CONGRESO
Zapatero no habla de “crisis”, sino de “serias dificultades”
Por Blanca González Irureta-Goyena
1 min
Economía05-07-2008
En el pleno extraordinario celebrado el pasado 2 de julio en el Congreso, forzado por el principal partido de la oposición, el presidente del Gobierno, José Luis Rodríguez Zapatero, se refirió a la actual situación de crisis económica como una etapa de “serias dificultades”. El líder del PP, Mariano Rajoy, ofreció su apoyo a Rodríguez Zapatero siempre que reconozca la gravedad de la crisis.

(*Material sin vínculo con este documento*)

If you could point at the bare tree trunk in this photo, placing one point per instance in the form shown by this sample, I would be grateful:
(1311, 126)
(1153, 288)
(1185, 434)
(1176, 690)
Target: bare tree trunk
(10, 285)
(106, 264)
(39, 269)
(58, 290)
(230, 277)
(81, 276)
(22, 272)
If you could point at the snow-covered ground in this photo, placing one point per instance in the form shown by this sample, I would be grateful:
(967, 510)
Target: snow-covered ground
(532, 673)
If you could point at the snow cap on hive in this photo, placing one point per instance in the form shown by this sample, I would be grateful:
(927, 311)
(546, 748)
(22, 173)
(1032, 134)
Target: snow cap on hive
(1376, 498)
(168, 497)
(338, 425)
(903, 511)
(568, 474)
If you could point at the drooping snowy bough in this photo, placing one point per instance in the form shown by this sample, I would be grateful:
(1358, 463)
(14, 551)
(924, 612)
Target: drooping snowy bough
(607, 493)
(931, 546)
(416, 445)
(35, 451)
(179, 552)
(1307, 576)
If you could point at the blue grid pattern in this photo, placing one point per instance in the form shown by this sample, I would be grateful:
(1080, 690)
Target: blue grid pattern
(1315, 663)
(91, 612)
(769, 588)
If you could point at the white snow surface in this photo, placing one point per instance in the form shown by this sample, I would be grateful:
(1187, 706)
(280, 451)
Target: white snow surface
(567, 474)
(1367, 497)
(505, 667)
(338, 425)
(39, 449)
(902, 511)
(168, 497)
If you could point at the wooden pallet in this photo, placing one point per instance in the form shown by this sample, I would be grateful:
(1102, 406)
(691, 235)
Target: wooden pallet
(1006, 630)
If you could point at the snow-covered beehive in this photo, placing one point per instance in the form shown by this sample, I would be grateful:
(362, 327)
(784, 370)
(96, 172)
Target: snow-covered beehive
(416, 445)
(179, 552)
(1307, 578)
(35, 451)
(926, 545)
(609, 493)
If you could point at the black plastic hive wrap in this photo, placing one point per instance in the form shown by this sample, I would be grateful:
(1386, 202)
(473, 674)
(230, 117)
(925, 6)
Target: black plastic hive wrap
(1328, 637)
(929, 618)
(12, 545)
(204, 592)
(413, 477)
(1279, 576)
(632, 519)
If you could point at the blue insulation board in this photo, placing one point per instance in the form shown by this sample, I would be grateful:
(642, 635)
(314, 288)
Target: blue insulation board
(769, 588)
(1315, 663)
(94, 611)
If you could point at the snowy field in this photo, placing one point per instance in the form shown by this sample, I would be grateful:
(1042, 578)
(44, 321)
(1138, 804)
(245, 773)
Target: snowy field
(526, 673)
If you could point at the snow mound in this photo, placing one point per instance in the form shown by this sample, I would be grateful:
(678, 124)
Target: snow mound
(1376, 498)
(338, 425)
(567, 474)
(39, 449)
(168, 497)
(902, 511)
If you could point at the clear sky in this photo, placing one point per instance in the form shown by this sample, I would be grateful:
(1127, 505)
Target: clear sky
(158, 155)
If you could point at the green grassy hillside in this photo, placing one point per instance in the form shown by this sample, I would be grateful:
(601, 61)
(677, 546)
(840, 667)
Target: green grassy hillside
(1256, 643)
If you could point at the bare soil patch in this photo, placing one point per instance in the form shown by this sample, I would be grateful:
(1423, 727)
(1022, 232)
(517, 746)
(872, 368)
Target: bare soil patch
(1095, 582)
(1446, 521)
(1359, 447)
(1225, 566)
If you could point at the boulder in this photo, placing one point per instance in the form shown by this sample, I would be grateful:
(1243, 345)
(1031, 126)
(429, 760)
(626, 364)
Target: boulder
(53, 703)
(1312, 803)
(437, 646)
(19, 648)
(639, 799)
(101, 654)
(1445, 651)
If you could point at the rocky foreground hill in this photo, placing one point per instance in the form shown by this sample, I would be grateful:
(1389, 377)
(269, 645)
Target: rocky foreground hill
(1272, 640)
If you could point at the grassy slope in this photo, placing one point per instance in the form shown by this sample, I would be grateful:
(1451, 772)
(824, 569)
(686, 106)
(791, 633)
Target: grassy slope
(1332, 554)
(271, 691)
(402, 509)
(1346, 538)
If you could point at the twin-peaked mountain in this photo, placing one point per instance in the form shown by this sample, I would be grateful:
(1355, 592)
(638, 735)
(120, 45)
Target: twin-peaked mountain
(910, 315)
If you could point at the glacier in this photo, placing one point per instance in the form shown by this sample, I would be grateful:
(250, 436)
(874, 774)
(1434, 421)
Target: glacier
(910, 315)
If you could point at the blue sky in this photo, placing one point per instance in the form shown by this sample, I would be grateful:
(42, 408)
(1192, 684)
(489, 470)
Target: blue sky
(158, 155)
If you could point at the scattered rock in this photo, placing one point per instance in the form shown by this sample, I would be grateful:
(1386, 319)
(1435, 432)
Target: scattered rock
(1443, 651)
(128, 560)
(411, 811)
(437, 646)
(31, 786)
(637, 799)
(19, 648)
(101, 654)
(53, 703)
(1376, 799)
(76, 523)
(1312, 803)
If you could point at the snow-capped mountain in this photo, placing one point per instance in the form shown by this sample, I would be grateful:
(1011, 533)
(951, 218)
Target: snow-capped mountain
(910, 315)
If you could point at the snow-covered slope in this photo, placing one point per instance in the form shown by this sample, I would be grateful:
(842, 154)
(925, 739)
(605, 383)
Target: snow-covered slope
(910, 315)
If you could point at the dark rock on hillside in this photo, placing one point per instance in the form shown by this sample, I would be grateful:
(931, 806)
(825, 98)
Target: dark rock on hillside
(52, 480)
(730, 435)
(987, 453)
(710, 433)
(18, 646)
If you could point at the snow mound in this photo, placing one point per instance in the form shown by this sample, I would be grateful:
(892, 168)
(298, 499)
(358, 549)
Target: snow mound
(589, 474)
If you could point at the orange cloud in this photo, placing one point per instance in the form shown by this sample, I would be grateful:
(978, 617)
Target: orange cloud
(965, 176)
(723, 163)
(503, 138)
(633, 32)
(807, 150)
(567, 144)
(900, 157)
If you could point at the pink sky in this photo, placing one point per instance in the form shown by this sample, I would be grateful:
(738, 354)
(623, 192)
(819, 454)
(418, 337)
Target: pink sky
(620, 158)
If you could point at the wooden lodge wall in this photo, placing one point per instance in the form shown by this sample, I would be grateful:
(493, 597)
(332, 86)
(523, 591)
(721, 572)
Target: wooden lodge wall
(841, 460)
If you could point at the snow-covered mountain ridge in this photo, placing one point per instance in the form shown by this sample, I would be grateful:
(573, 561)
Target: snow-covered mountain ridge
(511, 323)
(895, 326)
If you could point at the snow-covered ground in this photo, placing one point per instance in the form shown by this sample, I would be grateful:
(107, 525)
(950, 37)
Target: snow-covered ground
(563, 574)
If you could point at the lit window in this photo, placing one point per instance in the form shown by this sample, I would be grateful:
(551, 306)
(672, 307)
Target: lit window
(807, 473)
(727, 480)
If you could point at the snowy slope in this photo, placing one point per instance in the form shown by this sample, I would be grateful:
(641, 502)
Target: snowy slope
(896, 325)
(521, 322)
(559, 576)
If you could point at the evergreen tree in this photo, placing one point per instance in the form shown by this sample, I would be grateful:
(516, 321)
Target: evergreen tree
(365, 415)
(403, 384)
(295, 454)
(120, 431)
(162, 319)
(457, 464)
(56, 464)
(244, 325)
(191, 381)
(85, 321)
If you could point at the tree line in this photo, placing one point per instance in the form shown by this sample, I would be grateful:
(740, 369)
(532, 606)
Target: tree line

Sin utilizar la palabra “crisis”, en toda su comparecencia, el presidente del Gobierno afrontó el pleno extraordinario con serenidad, explicando a todos los presentes las medidas adoptadas para afrontar la situación actual que, según Rodríguez Zapatero, es una situación de “serias dificultades”. Durante la comparecencia, el presidente sustituyó la palabra crisis por términos como “deterioro” o “empeoramiento” y aseguró que se podrán recuperar la economía y el empleo, manteniendo los compromisos de gasto social. El líder de la oposición, Mariano Rajoy, habló de “grave crisis” y se comprometió con el Gobierno a ayudar, si Rodríguez Zapatero admitía la gravedad de la situación. Lejos de reconocerlo, el líder socialista, en su intervención en la Cámara Baja para analizar la situación económica, rechazó totalmente la posibilidad de una recesión, y le pidió a Rajoy que admitiera la derrota de las recientes elecciones generales. El discurso realizado por Rodríguez Zapatero no sólo recibió el rechazo del Partido Popular, sino también del resto de partidos de la oposición, que insistieron en pedir al Gobierno que aceptara la realidad y admitiera la crisis económica, haciendo más hincapié en el asunto de la devolución de 400 euros que prometió el presidente. En concreto, el portavoz de Izquierda Unida, Gaspar Llamazares, uno de los más críticos, advirtió al jefe del Ejecutivo que, de no admitir la crisis, se producirán movilizaciones. Mientras los representantes políticos siguen peleándose en el Congreso sobre si hay o no crisis, los españoles han de hacer frente a la gran subida del precio de los alimentos, la energía y asumir los nuevos datos históricos como la gran escalada del euribor y el alza del barril de crudo.